Know the risks. For everyday investors who don’t know much about the tech industry, trying to pick the next winner is risky, if not impossible. That’s why Mirabile says investing in an inexpensive tech sector index fund, such as the Vanguard Information Technology Index Fund ( VITAX), may be better.

Investors who prefer buying company stock should separate their enthusiasm for the tech innovation from what the laws of economics say about a company’s prospects, says Alec Lucas, senior analyst in manager research at Morningstar in Chicago.

The bigger a company gets the harder it is to maintain an above-average growth rate, Lucas says, although globalization can provide companies with new opportunities. For example, he says, Google and Facebook are capitalizing on India, where both mobile use and the country’s population are growing.

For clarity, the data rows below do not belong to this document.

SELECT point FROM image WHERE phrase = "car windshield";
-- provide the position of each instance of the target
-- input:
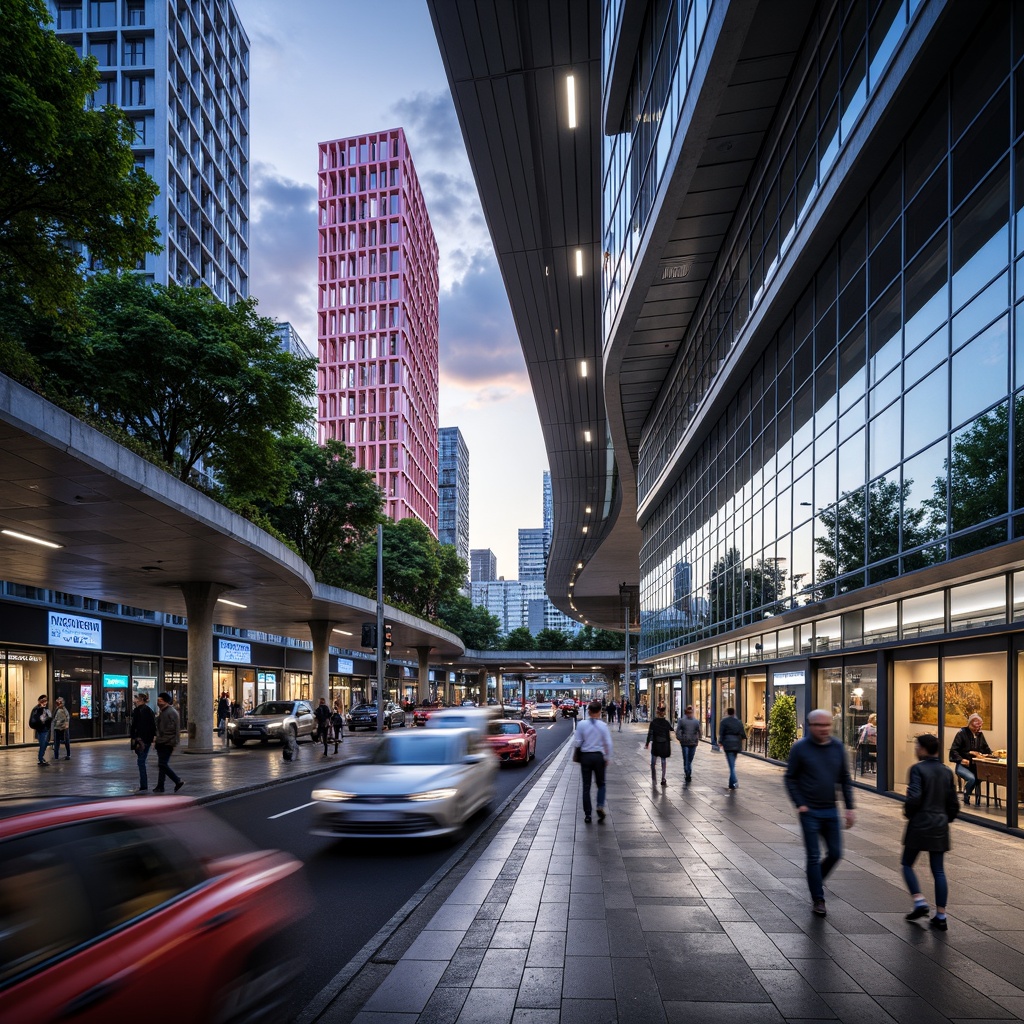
(502, 728)
(273, 708)
(420, 749)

But investors, he says, should balance any assumptions about growth potential with an understanding of the risk tech companies face. Those risks include hefty penalties for anti-trust violations, such as the record $2.7 billion fine the EU imposed on Google. As the Trump administration rethinks U.S. regulations on immigration, treaties and tariffs, tech companies that do a lot of business abroad could get caught in the crossfire, given the unpredictability of international relations.

“There is still money to be made in tech innovation with some of these standard stocks,” Lucas says. “But investors need to be cautious.”

Be discerning about value. While most stocks trade on forward expectations of earnings for the next year, Lucas suggests that investors also pay attention to the more conservative measure of a company’s value — its price relative to its earnings over the preceding year. Then compare that trailing price-to-earnings ratio with the S&P 500’s trailing, one-year P/E. As of mid-2017, it was about $21 per share, which means an investor pays $21 for $1 of earnings. For some of tech’s biggest names, the trailing P/E for the past 12 months was as follows: Netflix $211.78, Amazon $187.31, Facebook $38.54, Alphabet $33.39 and Apple $17.80.

One of the best times to invest in a large tech company is when many investors are overly pessimistic about it because of bad press, Lucas says. That was the case for Samsung Electronics Co., after its phones made headlines for catching on fire and its CEO was jailed on corruption charges. “It can be an attractive entry point when a company is mired in scandal,” Lucas says. “As long as you don’t think the company is going to go bankrupt.”

Consider the big picture. The tech sector also faces the same general market risks as other sectors now that the Federal Reserve wants to begin unwinding its balance sheet, Maley says. Since 2008, the Fed has been pumping cash into the economy by purchasing Treasury bonds and mortgage-backed securities. As the Fed shrinks its balance sheet and raises interest rates, growth in the stock market will be harder to come by, even for tech stocks, Maley says.

[See: 7 ETFs for a Solid Portfolio Defense.]

“It’s been a long time since we’ve had a correction in the market,” he says. “As painful as they are, corrections are normal and healthy.”